China and Mr. Xi are revising the past to chart the way forward in their rivalry with the United States over an array of global issues. Relations between the two nations are at a low point, although both sides are talking again.
In this episode of History As It Happens, the Mercatus Center’s Weifeng Zhong discusses why the CCP anointed Mr. Xi, whose rule has become increasingly autocratic while avoiding the fanatical, murderous campaigns of the Mao era.
The resolution is designed to prepare the way for major domestic policy changes that may be unpopular or contradict historically approved ideas, said Mr. Zhong, who forecasts Chinese policy-making by analyzing state propaganda.

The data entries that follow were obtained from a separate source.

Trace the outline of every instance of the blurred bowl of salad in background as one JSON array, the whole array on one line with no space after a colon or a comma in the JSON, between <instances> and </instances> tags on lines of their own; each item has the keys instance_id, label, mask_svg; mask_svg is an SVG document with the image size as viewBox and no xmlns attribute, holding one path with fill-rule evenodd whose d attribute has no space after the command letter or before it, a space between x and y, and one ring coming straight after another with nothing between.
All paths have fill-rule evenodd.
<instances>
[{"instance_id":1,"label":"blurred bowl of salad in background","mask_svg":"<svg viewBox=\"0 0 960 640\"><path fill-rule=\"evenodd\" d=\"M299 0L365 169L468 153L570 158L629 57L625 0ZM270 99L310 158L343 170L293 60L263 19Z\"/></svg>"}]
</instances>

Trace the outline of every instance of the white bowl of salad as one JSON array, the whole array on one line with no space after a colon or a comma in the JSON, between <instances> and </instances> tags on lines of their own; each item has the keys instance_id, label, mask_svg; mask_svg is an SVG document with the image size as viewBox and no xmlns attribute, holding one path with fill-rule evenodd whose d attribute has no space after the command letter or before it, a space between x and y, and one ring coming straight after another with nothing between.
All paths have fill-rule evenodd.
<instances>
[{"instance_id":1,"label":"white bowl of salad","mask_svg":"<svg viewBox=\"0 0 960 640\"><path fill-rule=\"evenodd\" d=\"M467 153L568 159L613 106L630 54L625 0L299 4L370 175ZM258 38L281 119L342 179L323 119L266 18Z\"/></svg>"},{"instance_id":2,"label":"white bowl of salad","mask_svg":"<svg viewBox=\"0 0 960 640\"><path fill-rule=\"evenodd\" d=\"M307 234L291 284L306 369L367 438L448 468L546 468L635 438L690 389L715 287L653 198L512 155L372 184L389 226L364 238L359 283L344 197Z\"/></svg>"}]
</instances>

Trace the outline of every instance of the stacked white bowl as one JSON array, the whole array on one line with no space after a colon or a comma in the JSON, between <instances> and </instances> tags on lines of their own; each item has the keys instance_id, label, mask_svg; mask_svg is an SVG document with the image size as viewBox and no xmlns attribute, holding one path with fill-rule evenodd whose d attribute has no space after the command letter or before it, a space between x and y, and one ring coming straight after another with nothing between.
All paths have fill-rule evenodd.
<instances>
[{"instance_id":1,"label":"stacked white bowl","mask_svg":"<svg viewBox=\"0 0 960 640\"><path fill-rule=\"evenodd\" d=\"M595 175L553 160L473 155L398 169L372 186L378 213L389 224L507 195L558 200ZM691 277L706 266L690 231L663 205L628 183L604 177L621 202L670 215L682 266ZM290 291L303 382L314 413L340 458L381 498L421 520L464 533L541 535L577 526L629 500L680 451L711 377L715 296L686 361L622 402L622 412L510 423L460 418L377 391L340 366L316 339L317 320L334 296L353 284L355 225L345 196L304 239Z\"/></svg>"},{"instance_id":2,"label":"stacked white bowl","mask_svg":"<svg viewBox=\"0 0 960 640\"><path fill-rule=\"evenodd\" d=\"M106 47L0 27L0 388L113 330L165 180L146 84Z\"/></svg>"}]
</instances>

“If you think about the last time China did [a historic resolution], for the former leader Deng Xiaoping in the late ‘70s, early ‘80s, there was debate in the Chinese Communist Party about how to talk about Mao going forward if they were trying to overturn his general direction of central planning,” Mr. Zhong said.
The Deng-era resolution severely criticized Mao, thereby establishing in official circles a justification for changing course later on. Deng ushered in market reforms largely credited for turning China into an economic power.
The resolution anointing Mr. Xi is less critical of Mao: It exalts his success in founding the People’s Republic of China in 1949.
“So for President Xi, signs suggest that he is trying to pursue some Mao-style [economic] policies,” Mr. Zhong said, which necessitated the historic resolution to cultivate public favor.